A benchmark proposal for design pattern detection
Francesca Arcelli
[email protected]
Marco Zanoni
Christian Tosi
Università degli Studi di Milano Bicocca
Dipartimento di Informatica Sistemistica e Comunicazione
Viale Sarca, 336 20126 Milano, Italy
Design pattern detection is a topic which received a great
interest during the last years. Finding design patterns (DP)
[3] in a software system can give very useful hints on the
comprehension of a software system and on what kind of
problems have been addressed during the development of
the system itself; their presence can be considered as an indicator of good software design. Moreover, they are very
important during the re-documentation process, in particular when the documentation is very poor, incomplete or not
Several design pattern detection approaches and tools
have been developed both for forward and reverse engineering aims and involving different techniques for the detection
such as fuzzy logic, constraints solving techniques, theorem provers, template matching methods and classification
techniques (i.e. [6], [7], [4], [5], [2]). In spite of the many
approaches proposed, the results obtained are quite unsatisfactory and different from one tool to the other.

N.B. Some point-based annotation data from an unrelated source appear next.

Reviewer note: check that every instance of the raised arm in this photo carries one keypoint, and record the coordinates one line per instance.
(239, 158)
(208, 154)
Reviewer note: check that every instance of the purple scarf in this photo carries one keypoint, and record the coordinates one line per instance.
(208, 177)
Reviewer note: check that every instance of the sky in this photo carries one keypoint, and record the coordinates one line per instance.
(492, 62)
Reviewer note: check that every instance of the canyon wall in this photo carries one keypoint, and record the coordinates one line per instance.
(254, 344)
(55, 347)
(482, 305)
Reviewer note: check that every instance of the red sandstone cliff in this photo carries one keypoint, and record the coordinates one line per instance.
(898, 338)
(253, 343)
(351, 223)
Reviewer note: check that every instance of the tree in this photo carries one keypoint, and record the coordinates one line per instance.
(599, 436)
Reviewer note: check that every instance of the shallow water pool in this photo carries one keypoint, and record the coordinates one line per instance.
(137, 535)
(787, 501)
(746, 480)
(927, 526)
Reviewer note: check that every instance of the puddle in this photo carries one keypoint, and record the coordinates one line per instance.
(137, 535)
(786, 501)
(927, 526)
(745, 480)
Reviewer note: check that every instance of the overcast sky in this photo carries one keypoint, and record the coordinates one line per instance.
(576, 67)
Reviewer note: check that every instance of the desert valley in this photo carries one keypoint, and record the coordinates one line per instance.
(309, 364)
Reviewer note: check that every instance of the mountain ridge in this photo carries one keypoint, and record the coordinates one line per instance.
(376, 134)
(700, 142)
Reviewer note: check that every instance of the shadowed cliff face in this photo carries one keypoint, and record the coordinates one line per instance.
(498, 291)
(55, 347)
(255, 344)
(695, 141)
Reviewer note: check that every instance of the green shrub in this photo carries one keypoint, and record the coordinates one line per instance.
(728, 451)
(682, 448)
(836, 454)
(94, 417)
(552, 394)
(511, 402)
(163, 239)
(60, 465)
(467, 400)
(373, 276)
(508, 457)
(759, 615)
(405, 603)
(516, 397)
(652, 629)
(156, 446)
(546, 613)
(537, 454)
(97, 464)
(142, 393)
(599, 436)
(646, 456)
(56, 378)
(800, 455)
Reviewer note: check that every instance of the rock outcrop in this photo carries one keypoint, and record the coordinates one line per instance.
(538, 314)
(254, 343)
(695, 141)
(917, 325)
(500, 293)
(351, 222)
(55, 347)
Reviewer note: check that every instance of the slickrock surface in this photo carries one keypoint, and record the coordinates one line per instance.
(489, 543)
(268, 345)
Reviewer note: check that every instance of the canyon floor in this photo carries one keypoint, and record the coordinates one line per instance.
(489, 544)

Many tools find many false positive instances but other
correct instances are not found. One common problem in
the design pattern detection is the so called variant problem:
design patterns can be implemented in several ways, often
very different from one another. The main variants for each
pattern are described in the catalog of [3], others are applied
when the context of application requires it. These variations
cause the failure of most pattern instances recognition using
rigid detection approaches, which are based only on canonical pattern instances.
Moreover no real benchmark has not yet been proposed
to compare design patterns detection tools. If one tries to
compare design pattern detection tools on the same system,
usually retrieves very different results and often it is not possible also to replicate and obtain the results described by the
authors of the tool. In spite of the validity of the results obtained by one tool respect to the other, one relevant problem
is the lack of a real benchmark to be easily used to compare
the results in a sound way.
We face these problems since we are developing a tool
called MARPLE (Metrics and Architecture Reconstruction
plug-in for Eclipse) [1] whose main aims are related to design pattern detection (DPD) and software architecture reconstruction. For what concerns to DPD Marple is characterized by the following steps:
• the detection of sub components or micro architectures
which give useful hints on the DP detection and, which
aim to mitigate the variant problem
• the detection af all the possible DP candidates performed by a module called Joiner whose results are
characterized by high recall values
• the refining of the previous results through data mining techniques, in particular through a step of clustering and a step of supervised classification (in particular
through naı̈ve bayes and support vector machines classifiers); in this way we are able to reduce the output
size and to sort the results by their relevance through
the Classifier module
In this work we would like to propose a benchmark and
an approach to be used to compare DPD tools. In this way
we aim to find some mechanisms to obtain safe results and
for making them and the DPD tools available to the community in a easier way. The adoption by the DPD community
of a benchmark could improve the cooperation among the
researchers and the reuse of tools written by other instead
of the development of new ones.
Our benchmark proposal is based on the definition of a
standard for the representation of the results of DPD tools.
Having a common standard will permit to write applications
that are able to compare the results coming from different
What we have to know about a design pattern to represent it?
A design pattern is an organized set of classes working
together. These classes respect the pattern’s design rules
[3], and each one has a specific role assigned. So a representation of a design pattern instance must contain the classes
belonging to it and the role assigned to each one.
Another issue is that in a design pattern some roles can
be played by more than one class. So we need a way to specify these types of situation. We propose a tree organization
for the classes of design patterns. In this representation it
is possible to specify one-to-one or one-to-many relationships between the roles. Each pattern has a root that can be
composed of one or more roles.
• DPDef : it contains the name of the defined design pattern and is associated to the root of the level definition
The instance of a design pattern must follow the definition and is a more complicated structure linked to the definition in all its levels. In Figure 2 we see the UML class
diagram of the instance model.
name : String
1 - roledef
1 - roleassociation
className : String
A benchmark proposal for DP Detection
Each design pattern must follow a definition, a schema.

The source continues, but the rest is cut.